Résumé :
Dans un quartier préservé d’Abadan, Clarisse, l’épouse et mère de famille à travers qui l’histoire se déploie, est une femme d’une profonde humanité, intelligente, d’une simplicité de cœur qui nous la rend spontanément attachante. Par ses yeux, on observe le petit cercle qui se presse autour du foyer : un mari ingénieur à la raffinerie, fervent de jeu d’échecs et de politique, les deux filles, adorables et malicieuses jumelles, Armène, le fils vénéré en pleine crise d’adolescence, et la vieille mère enfin qui règne sur la mémoire familiale.
Pourtant la très modeste Clarisse, cuisinière éprouvée qui se dévoue sans compter pour les siens, va bientôt révéler sa nature de personnage tchekhovien, au romanesque d’autant plus désarmant qu’il se montre on ne peut plus retenu. De nouveaux voisins se manifestent en effet, une famille arménienne débarquée de Téhéran qui va très vite bouleverser l’équilibre affectif de notre femme invisible.
L’auteur :
Romancière, nouvelliste hors pair, Zoyâ Pirzâd, née à Abadan d’un père iranien d’origine russe et d’une mère arménienne, fait partie de ces auteurs iraniens majeurs qui ouvrent sur le monde l’écriture persane sans rien céder de leur singularité. Découverte par les éditions Zulma en 2007, elle a reçu en 2009, pour le « Goût âpre des kakis« , le Prix Courrier International du meilleur livre étranger. « C’est moi qui éteins les lumières« , immense succès en Iran, salué par de nombreux prix, dresse avec justesse et drôlerie le portrait d’une société patriarcale scellée par les usages et traditions des femmes.
Mon avis :
Une auteure que j’affectionne particulièrement. Cette histoire, son premier roman est superbe. Envoûtant et sensible, il retrace l’histoire d’une famille arménienne en Iran. Clarisse, l’héroïne, mère au foyer élève ses 3 enfants et s’occupe de sa maison. Bon petit soldat, elle veille au bienêtre de tous ses proches. Sa vie est partagée entre le rangement de sa maison, la cuisine et l’éducation des enfants : une parfaite femme au foyer. Son mari ingénieur, après le dîner et la télé le soir lui demande : c’est toi qui éteins les lumières ?

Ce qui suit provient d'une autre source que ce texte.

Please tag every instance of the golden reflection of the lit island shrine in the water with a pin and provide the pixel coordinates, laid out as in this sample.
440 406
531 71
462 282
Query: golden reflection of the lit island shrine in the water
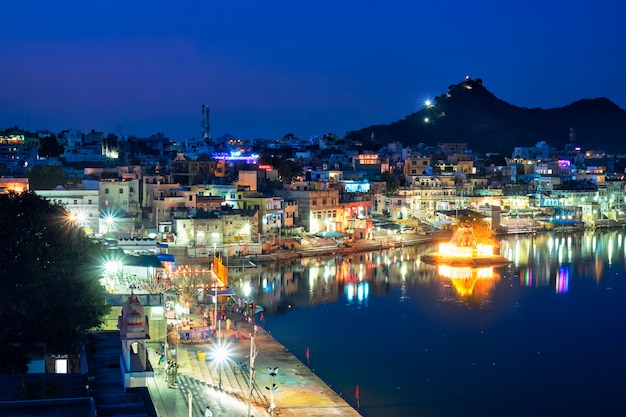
471 284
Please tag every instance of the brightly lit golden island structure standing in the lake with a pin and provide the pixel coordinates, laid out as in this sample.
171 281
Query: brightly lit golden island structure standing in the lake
463 249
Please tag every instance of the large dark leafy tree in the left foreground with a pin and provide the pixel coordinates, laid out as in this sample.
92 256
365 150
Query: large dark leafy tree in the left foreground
50 294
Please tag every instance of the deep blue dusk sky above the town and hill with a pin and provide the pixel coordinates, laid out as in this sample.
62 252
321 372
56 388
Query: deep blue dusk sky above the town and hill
267 68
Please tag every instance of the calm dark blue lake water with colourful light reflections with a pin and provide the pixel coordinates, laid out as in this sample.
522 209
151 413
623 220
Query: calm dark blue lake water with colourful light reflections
544 336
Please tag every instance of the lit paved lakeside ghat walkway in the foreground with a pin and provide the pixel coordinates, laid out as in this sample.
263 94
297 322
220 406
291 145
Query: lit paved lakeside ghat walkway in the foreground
299 392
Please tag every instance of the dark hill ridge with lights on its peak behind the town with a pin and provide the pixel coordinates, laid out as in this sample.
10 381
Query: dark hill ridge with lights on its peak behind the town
469 113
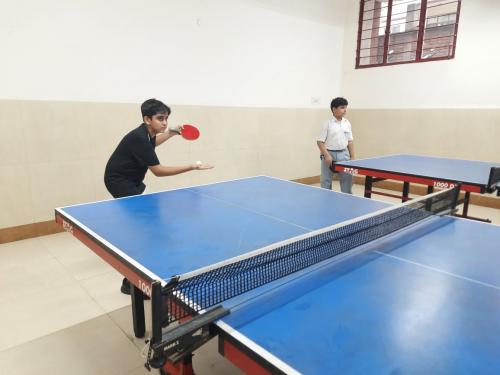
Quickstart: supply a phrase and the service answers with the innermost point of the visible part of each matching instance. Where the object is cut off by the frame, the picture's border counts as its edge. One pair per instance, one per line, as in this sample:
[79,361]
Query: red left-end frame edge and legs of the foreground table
[143,284]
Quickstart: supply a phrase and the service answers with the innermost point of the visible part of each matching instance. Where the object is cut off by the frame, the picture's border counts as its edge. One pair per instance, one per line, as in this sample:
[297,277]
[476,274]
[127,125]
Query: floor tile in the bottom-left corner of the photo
[97,346]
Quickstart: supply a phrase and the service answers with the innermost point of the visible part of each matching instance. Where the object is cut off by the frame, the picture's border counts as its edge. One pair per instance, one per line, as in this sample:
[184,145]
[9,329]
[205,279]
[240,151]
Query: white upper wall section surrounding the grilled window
[470,80]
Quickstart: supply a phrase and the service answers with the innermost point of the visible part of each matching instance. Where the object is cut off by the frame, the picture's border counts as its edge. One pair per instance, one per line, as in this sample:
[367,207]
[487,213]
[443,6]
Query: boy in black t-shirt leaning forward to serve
[135,154]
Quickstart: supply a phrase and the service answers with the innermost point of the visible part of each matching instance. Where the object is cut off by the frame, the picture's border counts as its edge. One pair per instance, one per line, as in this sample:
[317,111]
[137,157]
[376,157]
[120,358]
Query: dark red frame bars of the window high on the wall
[420,38]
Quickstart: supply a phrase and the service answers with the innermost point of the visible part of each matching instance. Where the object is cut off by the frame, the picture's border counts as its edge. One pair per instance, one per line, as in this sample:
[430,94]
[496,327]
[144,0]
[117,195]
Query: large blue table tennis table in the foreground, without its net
[424,299]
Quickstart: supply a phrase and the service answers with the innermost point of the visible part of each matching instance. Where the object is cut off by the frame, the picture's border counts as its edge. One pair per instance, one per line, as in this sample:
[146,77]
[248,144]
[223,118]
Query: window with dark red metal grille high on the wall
[406,31]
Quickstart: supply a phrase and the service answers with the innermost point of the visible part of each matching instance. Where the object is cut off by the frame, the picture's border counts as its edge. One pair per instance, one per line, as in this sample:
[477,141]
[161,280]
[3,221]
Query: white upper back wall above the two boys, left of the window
[220,52]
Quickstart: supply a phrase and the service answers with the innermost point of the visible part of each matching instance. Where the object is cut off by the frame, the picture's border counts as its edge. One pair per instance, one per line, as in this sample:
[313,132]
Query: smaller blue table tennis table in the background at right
[434,172]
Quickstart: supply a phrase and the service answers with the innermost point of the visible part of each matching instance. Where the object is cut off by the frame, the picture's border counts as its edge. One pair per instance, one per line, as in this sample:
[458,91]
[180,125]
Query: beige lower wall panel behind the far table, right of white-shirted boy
[456,133]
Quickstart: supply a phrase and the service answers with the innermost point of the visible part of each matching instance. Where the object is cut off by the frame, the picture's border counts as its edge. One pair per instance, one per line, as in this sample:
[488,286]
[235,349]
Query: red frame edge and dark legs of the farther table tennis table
[375,175]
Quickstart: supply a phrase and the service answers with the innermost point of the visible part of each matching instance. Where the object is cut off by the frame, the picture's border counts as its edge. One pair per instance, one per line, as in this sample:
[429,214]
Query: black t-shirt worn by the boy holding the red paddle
[129,163]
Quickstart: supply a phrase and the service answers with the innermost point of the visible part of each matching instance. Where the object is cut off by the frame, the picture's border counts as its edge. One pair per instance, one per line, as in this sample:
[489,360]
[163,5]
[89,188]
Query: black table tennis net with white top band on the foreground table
[210,287]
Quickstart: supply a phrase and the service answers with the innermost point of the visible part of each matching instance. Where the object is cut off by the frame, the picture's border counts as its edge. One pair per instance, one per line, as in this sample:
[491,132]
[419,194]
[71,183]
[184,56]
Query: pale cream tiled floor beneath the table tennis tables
[62,313]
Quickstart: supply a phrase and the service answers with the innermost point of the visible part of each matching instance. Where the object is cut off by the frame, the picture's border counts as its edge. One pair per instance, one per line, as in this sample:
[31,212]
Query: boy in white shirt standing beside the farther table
[335,143]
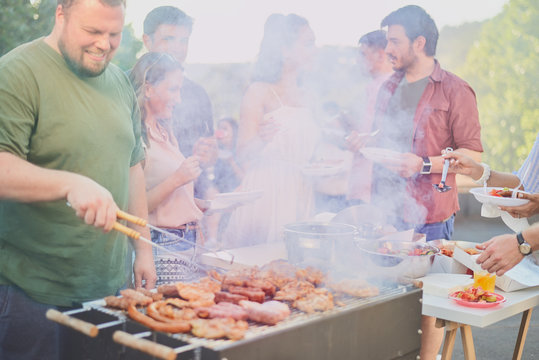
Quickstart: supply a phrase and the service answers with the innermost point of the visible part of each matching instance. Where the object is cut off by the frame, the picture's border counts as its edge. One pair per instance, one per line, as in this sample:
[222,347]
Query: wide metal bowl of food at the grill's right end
[412,259]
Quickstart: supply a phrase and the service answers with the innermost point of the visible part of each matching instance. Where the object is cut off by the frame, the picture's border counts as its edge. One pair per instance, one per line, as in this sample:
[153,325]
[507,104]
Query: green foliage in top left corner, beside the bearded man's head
[22,21]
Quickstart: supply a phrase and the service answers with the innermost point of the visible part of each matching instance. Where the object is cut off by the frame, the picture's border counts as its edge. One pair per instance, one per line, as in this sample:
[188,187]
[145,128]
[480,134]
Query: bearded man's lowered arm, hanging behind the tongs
[144,267]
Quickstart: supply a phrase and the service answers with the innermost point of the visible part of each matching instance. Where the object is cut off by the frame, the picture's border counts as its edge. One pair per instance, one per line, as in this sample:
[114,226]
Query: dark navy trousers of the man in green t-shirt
[25,332]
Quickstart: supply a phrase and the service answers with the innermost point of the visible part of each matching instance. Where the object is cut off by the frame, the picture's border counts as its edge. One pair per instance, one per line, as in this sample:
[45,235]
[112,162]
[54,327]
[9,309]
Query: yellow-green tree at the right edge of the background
[503,68]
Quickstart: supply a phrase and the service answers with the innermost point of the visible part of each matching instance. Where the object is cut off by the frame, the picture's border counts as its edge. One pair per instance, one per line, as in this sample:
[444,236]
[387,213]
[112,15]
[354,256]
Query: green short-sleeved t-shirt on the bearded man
[54,119]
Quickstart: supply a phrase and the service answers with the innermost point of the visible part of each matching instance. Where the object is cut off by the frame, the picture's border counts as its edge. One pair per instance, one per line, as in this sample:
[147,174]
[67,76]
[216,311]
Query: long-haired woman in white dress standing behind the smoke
[277,135]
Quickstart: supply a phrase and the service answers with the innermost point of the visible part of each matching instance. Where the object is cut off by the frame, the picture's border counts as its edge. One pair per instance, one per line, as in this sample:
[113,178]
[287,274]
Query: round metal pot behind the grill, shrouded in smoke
[320,244]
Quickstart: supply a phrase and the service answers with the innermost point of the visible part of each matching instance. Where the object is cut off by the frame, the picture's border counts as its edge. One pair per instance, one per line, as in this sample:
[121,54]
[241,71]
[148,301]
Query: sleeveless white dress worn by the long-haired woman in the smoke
[287,194]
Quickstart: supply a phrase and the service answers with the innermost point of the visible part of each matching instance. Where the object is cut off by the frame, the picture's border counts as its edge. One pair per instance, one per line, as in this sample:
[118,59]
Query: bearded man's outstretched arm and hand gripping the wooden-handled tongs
[24,182]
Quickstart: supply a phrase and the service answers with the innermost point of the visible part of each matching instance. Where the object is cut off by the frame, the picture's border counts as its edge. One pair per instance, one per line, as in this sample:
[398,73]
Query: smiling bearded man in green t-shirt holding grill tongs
[69,132]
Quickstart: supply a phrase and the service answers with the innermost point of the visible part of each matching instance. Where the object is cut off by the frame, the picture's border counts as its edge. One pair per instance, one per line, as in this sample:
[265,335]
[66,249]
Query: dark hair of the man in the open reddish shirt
[416,22]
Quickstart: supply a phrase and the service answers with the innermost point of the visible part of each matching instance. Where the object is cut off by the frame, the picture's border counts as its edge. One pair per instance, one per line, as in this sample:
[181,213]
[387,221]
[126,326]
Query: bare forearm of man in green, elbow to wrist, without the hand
[24,182]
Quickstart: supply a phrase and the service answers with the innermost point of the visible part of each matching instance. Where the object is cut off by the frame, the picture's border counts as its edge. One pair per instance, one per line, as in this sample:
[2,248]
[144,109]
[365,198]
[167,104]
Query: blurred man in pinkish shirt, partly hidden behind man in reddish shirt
[374,62]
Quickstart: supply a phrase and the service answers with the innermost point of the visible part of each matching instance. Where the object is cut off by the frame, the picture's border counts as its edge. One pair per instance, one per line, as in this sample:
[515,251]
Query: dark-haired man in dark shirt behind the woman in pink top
[168,29]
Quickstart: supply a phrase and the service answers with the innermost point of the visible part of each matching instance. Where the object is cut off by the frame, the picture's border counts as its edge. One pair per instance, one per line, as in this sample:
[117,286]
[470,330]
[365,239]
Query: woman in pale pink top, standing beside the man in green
[157,79]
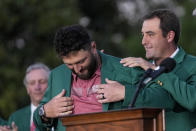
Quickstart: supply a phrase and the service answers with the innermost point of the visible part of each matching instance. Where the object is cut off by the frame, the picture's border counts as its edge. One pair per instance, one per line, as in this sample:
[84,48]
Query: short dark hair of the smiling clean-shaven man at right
[168,22]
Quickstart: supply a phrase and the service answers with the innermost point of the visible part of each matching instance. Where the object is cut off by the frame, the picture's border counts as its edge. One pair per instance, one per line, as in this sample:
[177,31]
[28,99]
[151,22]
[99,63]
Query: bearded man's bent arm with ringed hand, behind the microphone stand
[150,96]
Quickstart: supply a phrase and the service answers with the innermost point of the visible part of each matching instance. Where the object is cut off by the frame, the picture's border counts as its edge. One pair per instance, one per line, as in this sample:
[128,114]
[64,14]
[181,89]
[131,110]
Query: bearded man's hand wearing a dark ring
[112,91]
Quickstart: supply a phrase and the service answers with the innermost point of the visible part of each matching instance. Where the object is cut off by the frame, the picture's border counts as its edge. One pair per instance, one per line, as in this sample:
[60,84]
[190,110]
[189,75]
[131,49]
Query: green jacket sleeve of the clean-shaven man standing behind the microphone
[183,91]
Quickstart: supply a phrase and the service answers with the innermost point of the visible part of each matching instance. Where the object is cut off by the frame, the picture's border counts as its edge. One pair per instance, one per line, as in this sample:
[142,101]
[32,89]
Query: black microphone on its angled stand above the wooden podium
[166,66]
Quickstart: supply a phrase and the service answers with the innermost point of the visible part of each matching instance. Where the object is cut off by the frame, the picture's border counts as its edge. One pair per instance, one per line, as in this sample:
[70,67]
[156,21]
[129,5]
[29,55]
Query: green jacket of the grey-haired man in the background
[21,118]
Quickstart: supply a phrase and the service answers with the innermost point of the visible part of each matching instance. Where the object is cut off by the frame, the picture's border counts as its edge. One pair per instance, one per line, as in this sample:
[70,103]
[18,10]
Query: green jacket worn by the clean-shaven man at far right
[181,84]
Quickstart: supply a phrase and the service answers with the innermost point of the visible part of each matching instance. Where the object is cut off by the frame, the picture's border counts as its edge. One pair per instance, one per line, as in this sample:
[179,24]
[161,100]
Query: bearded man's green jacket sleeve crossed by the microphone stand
[150,96]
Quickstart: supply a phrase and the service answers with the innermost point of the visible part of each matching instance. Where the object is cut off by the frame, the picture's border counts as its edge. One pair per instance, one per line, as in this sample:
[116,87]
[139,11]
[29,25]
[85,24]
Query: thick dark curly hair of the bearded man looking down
[71,38]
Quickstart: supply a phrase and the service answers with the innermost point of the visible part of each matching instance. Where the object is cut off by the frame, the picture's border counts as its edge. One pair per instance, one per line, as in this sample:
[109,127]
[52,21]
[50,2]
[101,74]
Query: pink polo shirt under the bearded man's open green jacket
[84,97]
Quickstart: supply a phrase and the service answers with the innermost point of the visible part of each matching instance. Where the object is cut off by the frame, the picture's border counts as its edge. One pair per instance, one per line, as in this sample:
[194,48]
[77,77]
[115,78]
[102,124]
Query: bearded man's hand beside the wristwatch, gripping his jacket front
[59,106]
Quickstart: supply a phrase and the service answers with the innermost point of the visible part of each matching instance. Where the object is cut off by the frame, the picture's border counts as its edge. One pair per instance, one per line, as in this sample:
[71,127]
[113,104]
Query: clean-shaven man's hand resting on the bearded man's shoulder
[135,62]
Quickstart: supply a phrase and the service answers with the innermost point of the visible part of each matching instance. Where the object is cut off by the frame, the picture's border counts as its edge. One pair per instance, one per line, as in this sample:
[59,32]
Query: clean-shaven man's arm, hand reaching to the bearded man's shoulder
[182,87]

Les deux autres personnages proches de Clarisse sont sa mère, envahissante et autoritaire et sa sœur qui cherche l’homme idéal. A l’arrivée de nouveaux voisins, cette mécanique bien huilée va s’enrayer.
Le fils de Clarisse tombe amoureux de la petite voisine et Clarisse va s’intéresser au père de la petite voisine. Sa vie bouleversée, l’amène à se poser des questions sur sa vie, ses aspirations et donc à s’opposer à son mari. Un climat très bien rendu, des personnages attachants et une histoire tout en douceur .
Une auteure sensible qui nous dépeint si bien le quotidien de ses personnages qu’ils nous deviennent très proches.
J’ai vécu avec Clarisse et sa famille, partagé ses agacements vis à vis de son mari, sa mère et sa sœur , souri des mots de ses filles et réfléchi sur sa condition de femme.
Son investissement dans la vie de famille l’étouffe par moment. Pourquoi ne pense-t-on pas plus à moi ? Personne ne me demande ce que je pense ?
La littérature et l’amitié d’Emile l’aideront à se sentir exister mais c’est difficile pour une âme sensible et idéaliste comme Clarisse.
Un très beau livre que je recommande chaleureusement pour l’ambiance, l’écriture fluide et l’histoire.